«Outrora havia; outrora não havia. As criaturas de
Deus eram abundantes como grãos. E falar demais era um pecado...»
Canela
«(…) Felizmente para Zeliha, o motorista de um Toyota atrás do táxi
perdeu a paciência e buzinou. Como se despertasse de um pesadelo, Zeliha recuperou
o sangue-frio e estremeceu ante a desagradável situação. Sua tendência à
violência a assustara, como sempre acontecia. Imediatamente ficou quieta e
enveredou em outra direcção, tentando abrir caminho em meio ao grupo de pessoas
que se amontoaram.
Na pressa, porém, o salto alto de seu sapato
prendeu-se numa pedra solta do chão. Furiosa, Zeliha puxou o pé da poça sob a
pedra. Enquanto pé e sapato se soltavam, o salto partiu-se, lembrando-a assim
de uma regra que, em primeiro lugar, jamais deveria ter posto de lado. A
Regra de Prata da Prudência para uma Mulher de Istambul: Quando assediada
na rua, não perca o sangue-frio. A mulher que o perde em face do assédio e
reage excessivamente só piorará as coisas para si mesma! O motorista de táxi
riu, a buzina do Toyota estrondeou novamente, a chuva ficou mais forte e
diversos pedestres emitiram muxoxos em uníssono, embora fosse difícil saber o que exactamente
estavam censurando. Em meio ao tumulto, Zeliha vislumbrou um adesivo publicitário cintilando
na parte de trás do carro: Não me Chame
de Desgraçado!
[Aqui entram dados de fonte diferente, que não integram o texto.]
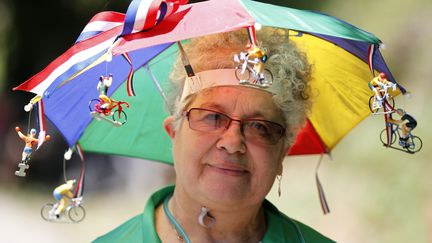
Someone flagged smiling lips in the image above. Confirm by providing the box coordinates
[207,164,249,176]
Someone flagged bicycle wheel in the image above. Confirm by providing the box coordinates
[67,205,85,223]
[369,95,379,113]
[41,203,54,221]
[264,68,273,85]
[112,110,127,125]
[235,66,250,83]
[384,96,395,110]
[406,136,423,153]
[380,128,396,146]
[89,99,100,112]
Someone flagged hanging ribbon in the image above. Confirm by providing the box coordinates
[315,155,330,214]
[74,144,85,198]
[368,44,375,77]
[247,26,258,46]
[36,100,46,150]
[63,144,85,198]
[122,53,135,96]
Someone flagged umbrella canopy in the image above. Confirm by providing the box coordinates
[16,0,405,163]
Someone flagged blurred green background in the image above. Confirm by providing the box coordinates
[0,0,432,243]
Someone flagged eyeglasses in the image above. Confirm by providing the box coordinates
[184,108,285,145]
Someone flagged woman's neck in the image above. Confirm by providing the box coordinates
[168,185,266,242]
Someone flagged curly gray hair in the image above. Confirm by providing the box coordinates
[167,28,311,146]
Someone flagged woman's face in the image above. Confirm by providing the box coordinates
[166,86,286,208]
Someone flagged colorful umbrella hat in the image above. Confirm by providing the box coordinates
[12,0,405,163]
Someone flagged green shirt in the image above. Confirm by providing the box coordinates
[94,186,334,243]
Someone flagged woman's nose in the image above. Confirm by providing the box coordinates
[216,120,246,154]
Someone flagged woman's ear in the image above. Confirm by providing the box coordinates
[163,116,175,139]
[276,161,283,176]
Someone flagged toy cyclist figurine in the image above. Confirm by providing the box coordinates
[246,44,267,79]
[15,127,51,177]
[97,74,112,109]
[389,108,417,148]
[53,180,75,219]
[368,73,396,100]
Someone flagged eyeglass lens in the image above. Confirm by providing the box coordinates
[186,108,285,144]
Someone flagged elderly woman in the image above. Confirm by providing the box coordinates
[96,29,332,243]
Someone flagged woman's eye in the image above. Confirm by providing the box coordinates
[203,113,221,121]
[249,121,269,135]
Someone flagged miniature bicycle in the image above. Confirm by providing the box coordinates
[369,83,396,115]
[89,99,129,126]
[234,52,273,88]
[380,123,423,154]
[15,154,30,177]
[41,197,86,223]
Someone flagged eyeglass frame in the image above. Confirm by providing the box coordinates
[182,107,286,145]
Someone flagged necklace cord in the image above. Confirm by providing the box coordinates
[163,195,190,243]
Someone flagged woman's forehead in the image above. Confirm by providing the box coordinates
[191,86,280,119]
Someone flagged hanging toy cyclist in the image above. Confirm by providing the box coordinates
[388,108,417,148]
[15,127,51,177]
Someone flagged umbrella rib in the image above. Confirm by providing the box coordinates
[144,65,168,107]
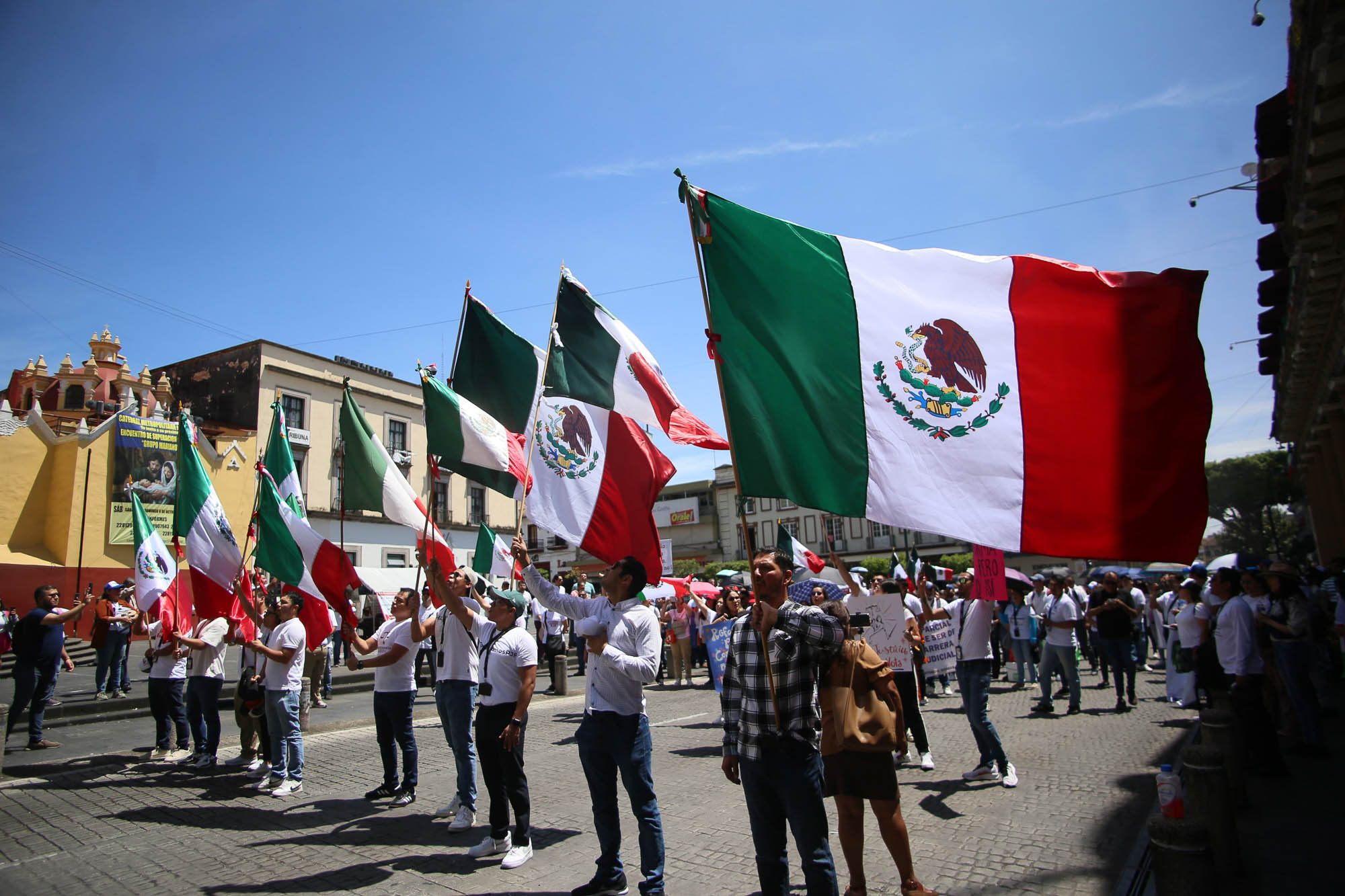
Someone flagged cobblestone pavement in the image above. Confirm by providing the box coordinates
[0,661,1192,896]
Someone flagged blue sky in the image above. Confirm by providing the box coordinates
[0,0,1289,481]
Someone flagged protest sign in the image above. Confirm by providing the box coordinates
[971,545,1009,600]
[924,619,958,676]
[849,592,912,671]
[701,619,733,693]
[108,413,178,545]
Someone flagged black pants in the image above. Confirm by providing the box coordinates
[476,704,531,846]
[149,678,191,749]
[896,673,929,755]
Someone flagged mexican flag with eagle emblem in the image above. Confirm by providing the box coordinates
[172,413,243,619]
[681,177,1210,560]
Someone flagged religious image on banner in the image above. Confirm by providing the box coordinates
[108,413,178,545]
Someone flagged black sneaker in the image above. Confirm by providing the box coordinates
[570,874,631,896]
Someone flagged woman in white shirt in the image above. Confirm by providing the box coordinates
[342,588,418,809]
[1165,579,1209,709]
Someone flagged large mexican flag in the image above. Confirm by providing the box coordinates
[130,491,178,610]
[253,469,359,645]
[172,413,243,619]
[683,184,1210,560]
[546,269,729,450]
[262,399,308,517]
[340,382,457,565]
[421,370,526,498]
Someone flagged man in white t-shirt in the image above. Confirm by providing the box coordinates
[916,572,1018,787]
[342,588,418,809]
[247,591,308,797]
[1032,576,1080,716]
[426,560,537,869]
[410,568,486,833]
[141,618,191,763]
[178,616,229,768]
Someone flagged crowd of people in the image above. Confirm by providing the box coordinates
[7,551,1345,896]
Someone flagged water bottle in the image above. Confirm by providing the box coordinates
[1157,766,1186,818]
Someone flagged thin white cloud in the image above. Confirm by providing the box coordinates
[1046,79,1245,128]
[560,132,893,177]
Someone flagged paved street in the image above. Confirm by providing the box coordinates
[0,673,1190,896]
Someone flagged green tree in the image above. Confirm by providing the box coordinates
[1205,451,1302,560]
[929,552,971,572]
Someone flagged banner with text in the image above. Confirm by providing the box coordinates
[701,619,733,693]
[847,592,913,671]
[923,619,958,677]
[108,413,178,545]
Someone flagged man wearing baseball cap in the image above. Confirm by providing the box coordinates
[514,534,663,896]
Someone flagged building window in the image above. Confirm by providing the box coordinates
[387,419,406,451]
[280,393,307,429]
[432,482,449,526]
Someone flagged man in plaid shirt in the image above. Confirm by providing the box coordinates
[720,548,845,896]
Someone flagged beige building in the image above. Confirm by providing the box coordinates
[153,339,516,568]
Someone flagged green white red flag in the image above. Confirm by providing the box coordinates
[172,413,242,622]
[340,380,457,573]
[546,269,729,451]
[682,180,1210,560]
[775,524,827,572]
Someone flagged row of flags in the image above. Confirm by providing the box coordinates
[136,177,1210,632]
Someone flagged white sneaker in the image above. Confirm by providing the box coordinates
[962,764,999,780]
[500,844,533,869]
[448,806,476,831]
[467,831,514,858]
[270,778,304,797]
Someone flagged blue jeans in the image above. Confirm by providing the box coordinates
[149,678,191,749]
[738,737,839,896]
[574,712,663,896]
[434,678,476,813]
[1270,637,1323,747]
[1037,645,1080,709]
[4,657,61,744]
[266,688,304,780]
[958,659,1009,771]
[1013,638,1037,685]
[93,628,130,694]
[187,676,225,756]
[374,690,420,790]
[1100,638,1135,700]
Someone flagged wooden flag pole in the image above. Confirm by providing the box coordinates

Desgraçados Também Têm Coração. Enquanto permanecia ali, fixando vaziamente aquelas
palavras, sentiu-se cansada além de seus limites, tão exausta e aborrecida que
não parecia estar lidando com os problemas diários enfrentados por uma mulher
de Istambul. Era mais uma espécie de código cifrado que uma
mente à distância destinara especificamente a ela, e cujo código Zeliha, na sua
mortalidade, jamais conseguira decifrar.
O táxi e o Toyota não demoraram a partir, e os
pedestres seguiram seus diferentes caminhos, deixando Zeliha segurando o salto
quebrado do sapato de modo tão terno e desalentado como se carregasse um
pássaro morto.
Bem, no universo caótico de Zeliha poderia haver
pássaros mortos, mas certamente nenhuma ternura ou desalento. Ela não aceitaria
nenhum dos dois. Endireitou-se e, ainda que desajeitadamente,
esforçou-se ao máximo para andar com um salto só.
Logo corria por entre uma multidão com guarda-chuvas, expondo suas estonteantes
pernas, claudicando pelo caminho como uma nota desafinada. Zeliha era um fio
cor de alfazema, um tom que combinava muito mal numa tapeçaria de
marrons, cinzas, e mais marrons e cinzas. Embora a cor que vestia fosse
destoante, a multidão era cavernosa o suficiente para engolir a desarmonia dela
e fazê-la voltar à cadência. A multidão não era uma aglomeração de centenas de
respirações, suores e corpos doloridos, e sim uma única respiração, suor e
corpo dolorido sob a chuva. Chuva ou sol faziam pouca diferença. Caminhar em
Istambul significava andar atrelado à multidão.
Quando Zeliha passou por dúzias de pescadores de
aparência grosseira, instalados silenciosamente lado a lado ao longo da velha ponte
Gaiata, cada qual segurando um guarda-chuva numa das mãos e um molinete na outra,
ela os invejou por sua capacidade
de imobilidade, essa capacidade de esperar horas
por um peixe que não existia, ou, se existia, revelava-se tão pequeno que no
final só podia ser usado como isca para outro peixe que nunca seria pescado. Como era surpreendente essa habilidade de realizar
tanto realizando tão pouco, ir para casa de mãos vazias e ainda assim
satisfeito no final do dia! Neste mundo, a serenidade gerava sorte e a sorte
gerava felicidade, ou assim suspeitava Zeliha. Suspeitar era tudo que podia fazer nessa questão em
especial, pois jamais sentira o gosto daquela serenidade e achava que jamais
poderia senti-lo. Pelo menos não hoje. Hoje definitivamente não. Apesar da
sua pressa, serpenteando através do Grande Bazar, Zeliha diminuiu o passo. Não
tinha tempo para fazer compras mas mesmo assim entraria para dar uma olhada rápida,
assegurou-se enquanto examinava as vitrines.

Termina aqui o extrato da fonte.